Allo stato attuale delle cose non so se è già stato realizzato qualcosa di ufficiale; mi piacerebbe darti delle anteprime, ma non conosco le tempistiche di uscita della raccolta. Sono a conoscenza del fatto che ci sono tantissime persone che girano in internet cercando qualche novità e qualche pettegolezzo a riguardo. Quello che ti posso dire è che ci saranno due o tre canzoni tradizionali e forse alcuni pezzi dei singoli musicisti in versioni soliste.

Hai raggiunto molti traguardi nella tua carriera… qual è la tua sfida per il futuro?
Non ho un particolare obiettivo per il mio futuro e non sto necessariamente cercando di fare il camaleonte, nel senso di cercare cambiamenti a tutti i costi. Sono quello che sono e non credo che necessariamente esplorerò nuovi campi, ma spero di continuare ad assimilare idee musicali e di produrre cose che riescano a sorprendermi continuamente. Come chitarrista il mio scopo principale è creare melodie sempre migliori e suonare le mie canzoni dal vivo. Non ho la necessità di avere altri tipi di chitarre perché ottengo il suono che voglio dalle mie chitarre acustiche e dalla mia Gibson Les Paul del 1956. Il mio chitarrista preferito Chet Atkins ricavava il suono che voleva dalle sue chitarre elettriche, io invece tendo a trovare il mio sound da quelle acustiche. La mia sfida per il futuro? Forse riuscire a suonare bene come Chet!

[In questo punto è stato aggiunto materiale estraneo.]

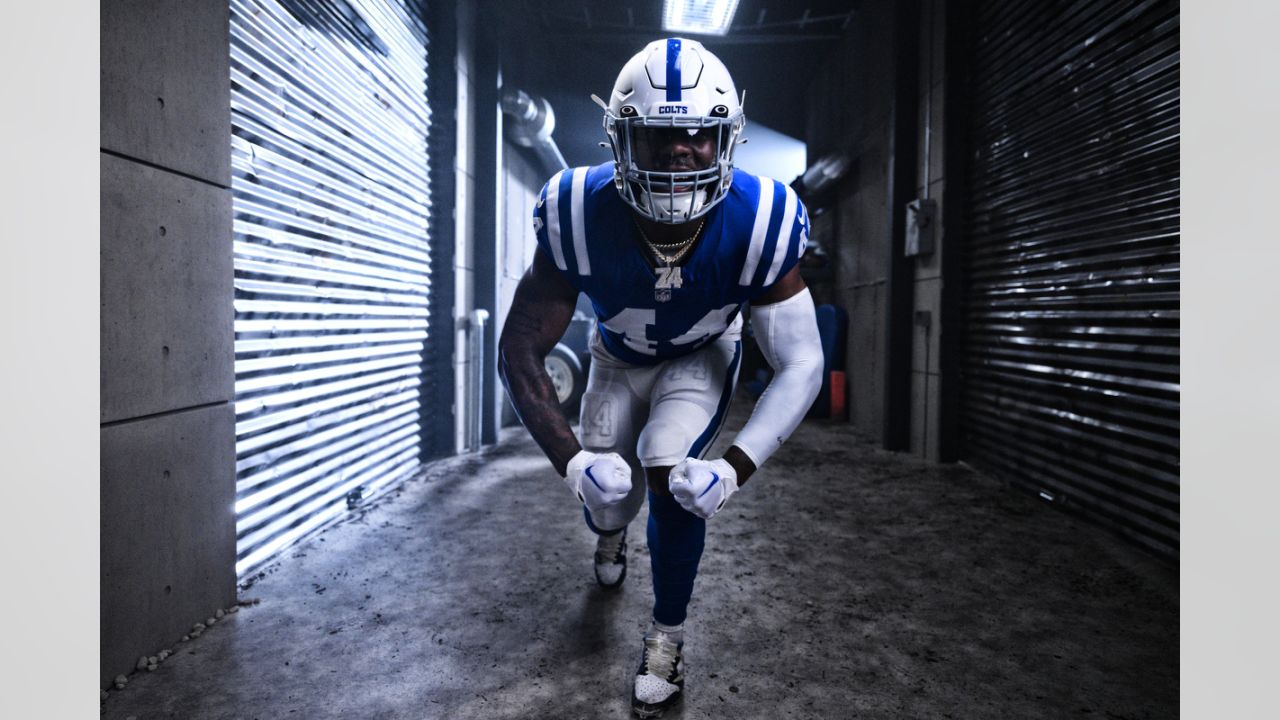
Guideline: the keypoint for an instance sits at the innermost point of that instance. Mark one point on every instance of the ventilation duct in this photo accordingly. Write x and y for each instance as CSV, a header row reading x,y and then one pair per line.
x,y
531,124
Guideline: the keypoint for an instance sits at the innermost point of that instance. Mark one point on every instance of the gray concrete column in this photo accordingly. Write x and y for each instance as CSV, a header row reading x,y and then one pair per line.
x,y
168,427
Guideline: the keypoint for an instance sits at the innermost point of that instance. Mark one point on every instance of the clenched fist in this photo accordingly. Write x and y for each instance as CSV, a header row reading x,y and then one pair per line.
x,y
598,481
702,487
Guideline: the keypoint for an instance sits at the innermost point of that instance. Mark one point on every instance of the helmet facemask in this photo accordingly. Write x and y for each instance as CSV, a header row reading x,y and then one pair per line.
x,y
653,182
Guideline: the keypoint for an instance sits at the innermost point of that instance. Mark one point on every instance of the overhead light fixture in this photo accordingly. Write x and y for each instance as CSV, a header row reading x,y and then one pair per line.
x,y
698,17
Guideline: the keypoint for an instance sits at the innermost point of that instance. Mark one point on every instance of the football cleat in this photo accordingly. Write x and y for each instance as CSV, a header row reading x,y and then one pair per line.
x,y
661,679
611,559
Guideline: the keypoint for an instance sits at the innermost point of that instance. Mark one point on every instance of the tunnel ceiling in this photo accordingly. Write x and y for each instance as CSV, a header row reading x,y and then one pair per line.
x,y
568,49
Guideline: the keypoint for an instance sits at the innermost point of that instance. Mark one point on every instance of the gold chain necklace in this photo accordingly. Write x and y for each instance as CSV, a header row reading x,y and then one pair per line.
x,y
681,246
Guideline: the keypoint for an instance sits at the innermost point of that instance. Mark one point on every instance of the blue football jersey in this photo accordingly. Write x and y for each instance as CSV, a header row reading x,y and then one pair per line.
x,y
753,237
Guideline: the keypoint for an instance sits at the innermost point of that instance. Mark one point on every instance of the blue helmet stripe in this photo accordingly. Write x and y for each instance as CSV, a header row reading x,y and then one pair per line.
x,y
673,81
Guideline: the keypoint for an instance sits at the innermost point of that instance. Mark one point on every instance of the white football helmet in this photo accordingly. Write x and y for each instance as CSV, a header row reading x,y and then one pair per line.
x,y
673,90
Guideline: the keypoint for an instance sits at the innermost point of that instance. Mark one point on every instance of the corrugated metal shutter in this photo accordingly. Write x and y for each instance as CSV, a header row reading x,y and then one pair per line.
x,y
1070,361
330,195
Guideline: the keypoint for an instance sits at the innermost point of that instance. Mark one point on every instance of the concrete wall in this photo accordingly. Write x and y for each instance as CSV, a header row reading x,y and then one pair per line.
x,y
168,529
851,112
928,269
464,251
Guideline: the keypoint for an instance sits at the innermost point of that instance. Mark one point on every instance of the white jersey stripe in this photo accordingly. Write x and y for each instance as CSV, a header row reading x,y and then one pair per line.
x,y
553,220
579,192
763,209
780,250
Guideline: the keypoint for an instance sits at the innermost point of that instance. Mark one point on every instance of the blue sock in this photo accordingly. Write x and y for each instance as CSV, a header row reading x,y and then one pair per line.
x,y
676,538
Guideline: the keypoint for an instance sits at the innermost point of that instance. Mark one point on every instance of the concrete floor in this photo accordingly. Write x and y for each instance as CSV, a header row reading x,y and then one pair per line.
x,y
842,582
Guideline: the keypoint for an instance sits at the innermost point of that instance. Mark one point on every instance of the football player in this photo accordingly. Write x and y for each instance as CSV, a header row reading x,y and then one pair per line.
x,y
670,244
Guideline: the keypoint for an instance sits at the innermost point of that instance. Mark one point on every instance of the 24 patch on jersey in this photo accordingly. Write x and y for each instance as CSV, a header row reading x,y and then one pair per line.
x,y
753,237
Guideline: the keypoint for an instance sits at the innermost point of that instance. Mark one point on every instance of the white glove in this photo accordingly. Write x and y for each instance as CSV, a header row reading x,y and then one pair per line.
x,y
703,487
598,481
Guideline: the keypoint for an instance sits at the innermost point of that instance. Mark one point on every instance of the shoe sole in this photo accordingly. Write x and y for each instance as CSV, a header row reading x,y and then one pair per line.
x,y
612,586
647,710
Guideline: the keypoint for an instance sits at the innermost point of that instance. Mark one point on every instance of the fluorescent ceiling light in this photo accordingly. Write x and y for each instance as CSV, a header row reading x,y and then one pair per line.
x,y
698,17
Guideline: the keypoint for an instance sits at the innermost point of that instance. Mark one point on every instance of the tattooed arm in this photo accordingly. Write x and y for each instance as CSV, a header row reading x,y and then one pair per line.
x,y
539,315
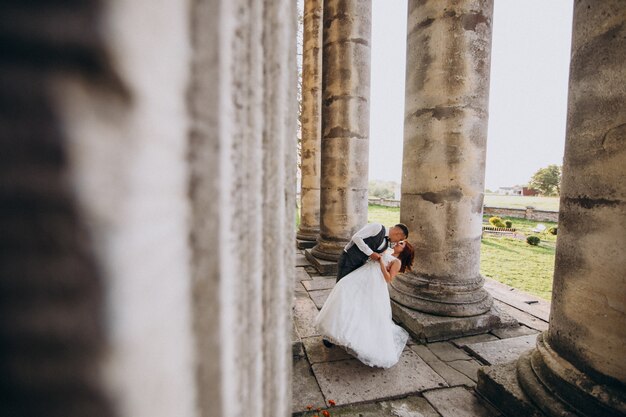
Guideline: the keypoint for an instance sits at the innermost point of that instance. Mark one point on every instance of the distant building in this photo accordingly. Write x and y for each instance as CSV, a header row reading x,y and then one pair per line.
x,y
516,190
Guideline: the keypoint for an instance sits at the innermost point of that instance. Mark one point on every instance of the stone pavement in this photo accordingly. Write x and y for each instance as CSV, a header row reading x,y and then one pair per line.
x,y
430,380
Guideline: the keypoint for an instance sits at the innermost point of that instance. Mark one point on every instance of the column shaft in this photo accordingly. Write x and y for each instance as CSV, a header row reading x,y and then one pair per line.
x,y
582,357
446,111
345,124
311,121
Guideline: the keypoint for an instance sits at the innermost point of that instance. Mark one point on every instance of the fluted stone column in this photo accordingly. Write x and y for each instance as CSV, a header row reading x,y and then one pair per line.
x,y
345,124
579,364
446,111
311,121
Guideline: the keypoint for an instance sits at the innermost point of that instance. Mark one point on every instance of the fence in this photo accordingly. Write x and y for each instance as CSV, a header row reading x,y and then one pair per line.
x,y
529,213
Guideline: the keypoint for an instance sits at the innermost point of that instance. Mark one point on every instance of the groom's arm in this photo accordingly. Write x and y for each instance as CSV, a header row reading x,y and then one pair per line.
x,y
369,230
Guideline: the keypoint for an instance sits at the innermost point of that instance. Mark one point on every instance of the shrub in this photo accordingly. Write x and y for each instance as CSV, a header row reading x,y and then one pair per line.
x,y
496,221
533,240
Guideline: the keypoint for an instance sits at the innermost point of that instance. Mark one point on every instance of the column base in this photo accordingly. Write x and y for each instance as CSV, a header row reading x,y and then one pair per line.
x,y
540,383
322,266
430,328
442,297
308,234
304,244
499,386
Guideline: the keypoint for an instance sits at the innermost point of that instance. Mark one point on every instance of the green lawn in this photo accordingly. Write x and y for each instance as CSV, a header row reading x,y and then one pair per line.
x,y
508,260
516,201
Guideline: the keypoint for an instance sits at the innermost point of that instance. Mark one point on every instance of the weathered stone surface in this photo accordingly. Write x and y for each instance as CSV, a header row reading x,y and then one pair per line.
x,y
447,351
351,381
462,341
319,297
522,317
304,244
445,132
515,331
502,351
459,402
316,352
299,290
320,284
427,327
311,123
322,266
467,368
449,374
304,314
301,260
412,406
305,389
345,125
528,303
500,386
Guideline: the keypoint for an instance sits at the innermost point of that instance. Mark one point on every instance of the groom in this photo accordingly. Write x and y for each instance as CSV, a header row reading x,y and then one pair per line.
x,y
369,242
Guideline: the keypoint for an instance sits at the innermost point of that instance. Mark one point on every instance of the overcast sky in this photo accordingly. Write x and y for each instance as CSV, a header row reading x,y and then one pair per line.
x,y
528,95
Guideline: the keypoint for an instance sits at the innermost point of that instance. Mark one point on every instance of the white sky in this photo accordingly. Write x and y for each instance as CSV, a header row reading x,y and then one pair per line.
x,y
528,95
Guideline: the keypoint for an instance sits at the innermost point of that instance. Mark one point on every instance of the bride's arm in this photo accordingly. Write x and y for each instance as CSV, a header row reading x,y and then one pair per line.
x,y
394,267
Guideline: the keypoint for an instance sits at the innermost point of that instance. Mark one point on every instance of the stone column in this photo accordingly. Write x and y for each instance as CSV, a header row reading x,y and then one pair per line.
x,y
345,124
311,121
579,364
447,95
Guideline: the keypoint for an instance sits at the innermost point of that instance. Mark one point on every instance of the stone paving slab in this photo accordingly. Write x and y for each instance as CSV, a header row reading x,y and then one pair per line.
x,y
528,303
317,352
449,374
301,260
305,390
324,283
462,341
459,402
350,381
467,368
522,317
447,351
413,406
502,351
319,297
304,314
514,332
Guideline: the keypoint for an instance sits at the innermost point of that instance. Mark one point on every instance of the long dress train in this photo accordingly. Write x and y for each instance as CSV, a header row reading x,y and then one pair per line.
x,y
357,316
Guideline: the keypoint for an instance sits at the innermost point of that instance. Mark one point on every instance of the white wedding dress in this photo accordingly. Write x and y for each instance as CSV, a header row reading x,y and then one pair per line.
x,y
357,316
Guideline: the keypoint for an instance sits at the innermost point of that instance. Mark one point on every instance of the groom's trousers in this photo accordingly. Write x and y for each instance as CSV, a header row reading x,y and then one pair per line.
x,y
348,263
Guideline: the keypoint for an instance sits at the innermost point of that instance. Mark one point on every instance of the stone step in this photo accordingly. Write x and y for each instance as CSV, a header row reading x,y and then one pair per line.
x,y
502,351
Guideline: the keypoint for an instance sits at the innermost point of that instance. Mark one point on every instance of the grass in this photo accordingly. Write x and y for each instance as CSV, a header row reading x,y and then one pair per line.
x,y
507,260
516,201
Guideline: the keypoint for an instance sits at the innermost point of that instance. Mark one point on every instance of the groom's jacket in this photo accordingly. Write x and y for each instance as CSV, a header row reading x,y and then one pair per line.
x,y
353,257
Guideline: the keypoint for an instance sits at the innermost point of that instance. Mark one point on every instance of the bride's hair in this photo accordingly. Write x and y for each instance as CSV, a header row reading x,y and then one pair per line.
x,y
406,257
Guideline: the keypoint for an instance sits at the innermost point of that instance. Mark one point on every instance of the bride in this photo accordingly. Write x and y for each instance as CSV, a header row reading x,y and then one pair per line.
x,y
357,313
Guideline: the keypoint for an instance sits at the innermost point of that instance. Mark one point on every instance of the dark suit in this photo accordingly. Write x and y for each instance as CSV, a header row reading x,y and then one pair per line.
x,y
353,258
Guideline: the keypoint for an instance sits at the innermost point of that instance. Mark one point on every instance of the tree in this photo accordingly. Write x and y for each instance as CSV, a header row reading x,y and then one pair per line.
x,y
547,180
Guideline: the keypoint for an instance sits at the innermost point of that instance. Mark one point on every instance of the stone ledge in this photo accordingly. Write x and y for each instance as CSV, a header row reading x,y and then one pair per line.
x,y
322,266
305,244
498,385
429,328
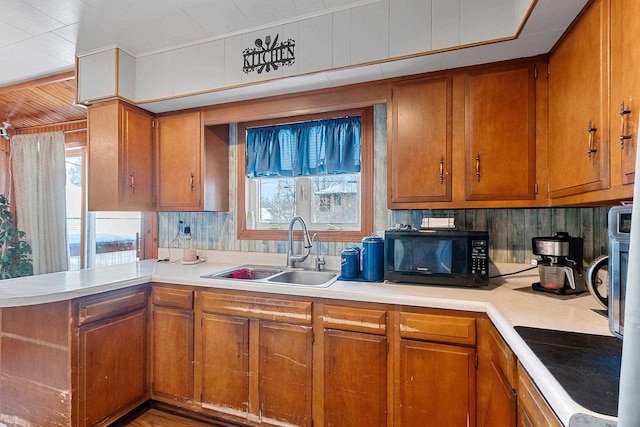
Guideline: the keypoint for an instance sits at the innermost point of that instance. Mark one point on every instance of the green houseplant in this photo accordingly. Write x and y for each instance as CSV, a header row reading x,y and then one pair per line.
x,y
14,250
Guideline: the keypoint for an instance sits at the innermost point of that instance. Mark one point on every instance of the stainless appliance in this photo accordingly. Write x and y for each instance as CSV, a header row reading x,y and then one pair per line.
x,y
560,264
619,231
437,257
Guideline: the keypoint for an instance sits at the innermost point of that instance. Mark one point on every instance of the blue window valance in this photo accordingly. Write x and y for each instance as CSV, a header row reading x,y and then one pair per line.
x,y
309,148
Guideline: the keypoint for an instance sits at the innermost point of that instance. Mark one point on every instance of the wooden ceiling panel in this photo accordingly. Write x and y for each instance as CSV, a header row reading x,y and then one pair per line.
x,y
40,102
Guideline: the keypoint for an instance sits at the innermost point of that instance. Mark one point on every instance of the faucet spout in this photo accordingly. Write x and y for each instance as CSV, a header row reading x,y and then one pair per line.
x,y
292,258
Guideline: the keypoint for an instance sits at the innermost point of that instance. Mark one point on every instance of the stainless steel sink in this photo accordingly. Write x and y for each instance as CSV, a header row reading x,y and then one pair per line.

Un’ultima domanda di rito, hai intenzione di intraprendere un tour con i Remedy?
Si, c’è l’intenzione di andare in tour con la band a Marzo dell’anno prossimo; probabilmente il tour vedrà coinvolte l’Inghilterra e l’Europa e per quanto riguarda l’America se ne parlerà soltanto verso la fine dell’anno. In questi cinque mesi che ci separano dall’inizio del tour potremo pianificare bene le date e sicuramente cercherò di inserire anche l’Italia, perché è un posto in cui adoro suonare, quindi state attenti, perché probabilmente fra non molto ci vedremo nel vostro paese!